虫は途中で槍から形を変え、片刃の刀身が長く柄は短めな形に変わった。

変化が収まると刀身に円い目玉が1つギョロッと出てくる。


(お待たせじゃ)


「何でお前が武器になるんだよっ?! 今、関係無いだろっ? ごっほっ?!」


思わず声を出してツッコんだら、吐血して、視界が霞み、血の咳が止まらなくなった。心臓が縮み上がるっ。


あ、死ぬなコレ。こんな死因か・・さっき耳長に焼かれた時に死んだ方がまだ格好がついた。最悪だ。


(もそっと頑張るのじゃ、途中で死ぬと、ワシが死体を操るハメになる。効率が悪いのじゃ)


のじゃのじゃ言いやがってっ、さっきから何がしたいんだよっ? と、


ドスぅっっ!!!!


「っっげ?!!」


視界が利かないから油断したっ、刺しやがった! それも心臓っ。


(殺さなくてももう死ぬっ、つーの・・)


オレの視界は暗転した、ああ、4000年後だか何だかまでの永い旅を始め、


ってっっ!


「痛ったたたたたっっっ???!!!!」


麻痺していた身体中に激痛! 両腕の付け根の傷口と先が無い腹の下の傷口から、肉めいた蔓がさっきの耳長みたい無数に飛び出し、腐り果てかけていた竜の心臓のような器官に喰い付き、吸収しだした。


腐った血肉と一緒に、記憶? も来たっ。


───耳長達のお伽噺みたいな森の郷。子供の頃らしい、無邪気そうなさっきの耳長女。


───人間の機械の兵器に焼かれて、蹂躙される郷。


───焼け落ちた郷に積まれた死体の中から這い出る、子供の女。死にかけてるが、目付きが変わってる。

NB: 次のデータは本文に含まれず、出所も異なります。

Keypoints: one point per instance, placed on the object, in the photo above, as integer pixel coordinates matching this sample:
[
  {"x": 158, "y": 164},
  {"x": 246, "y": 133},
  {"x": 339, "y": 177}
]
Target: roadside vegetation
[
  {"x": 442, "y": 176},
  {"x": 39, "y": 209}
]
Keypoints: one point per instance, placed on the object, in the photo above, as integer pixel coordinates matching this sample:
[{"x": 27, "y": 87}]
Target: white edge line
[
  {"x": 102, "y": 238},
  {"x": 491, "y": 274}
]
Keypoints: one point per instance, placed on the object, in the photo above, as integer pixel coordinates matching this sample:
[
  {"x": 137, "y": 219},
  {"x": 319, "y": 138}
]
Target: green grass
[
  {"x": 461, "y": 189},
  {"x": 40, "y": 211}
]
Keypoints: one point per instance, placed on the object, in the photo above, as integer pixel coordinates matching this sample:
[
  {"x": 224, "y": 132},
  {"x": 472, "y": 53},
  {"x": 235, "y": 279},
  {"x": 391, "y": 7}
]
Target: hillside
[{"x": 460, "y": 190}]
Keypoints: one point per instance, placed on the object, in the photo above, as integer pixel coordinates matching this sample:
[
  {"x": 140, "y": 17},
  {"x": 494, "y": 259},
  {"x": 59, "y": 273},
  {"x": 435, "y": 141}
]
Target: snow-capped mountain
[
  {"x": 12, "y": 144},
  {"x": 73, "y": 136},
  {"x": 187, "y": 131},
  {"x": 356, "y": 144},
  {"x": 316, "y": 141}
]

───光と共に現れる、大樹虫達を連れた草花の冠を被った光の中の女。虫の1体と、血涙している子供の耳長女の目が合う。



・・

・・・

・・・・っ!


「はっ?!」


オレは自分の蔓? で括り付けられて何かの硬い岩? の上にいた。ほぼ裸だが蔓を多重に巻いて下着風にしてあった。下はミニスカみたいになってるだけだから意味あんのか? て感じだが。


というかやたら揺れる。森の、中だな。つーか、手足も下半身ある。左目は変な感じだ。


案外簡単に千切れる蔓を切りながら身を起こしすと、やっぱり森だ。臭いや魔力の気配、植生でわかる。オレは、乗ってる。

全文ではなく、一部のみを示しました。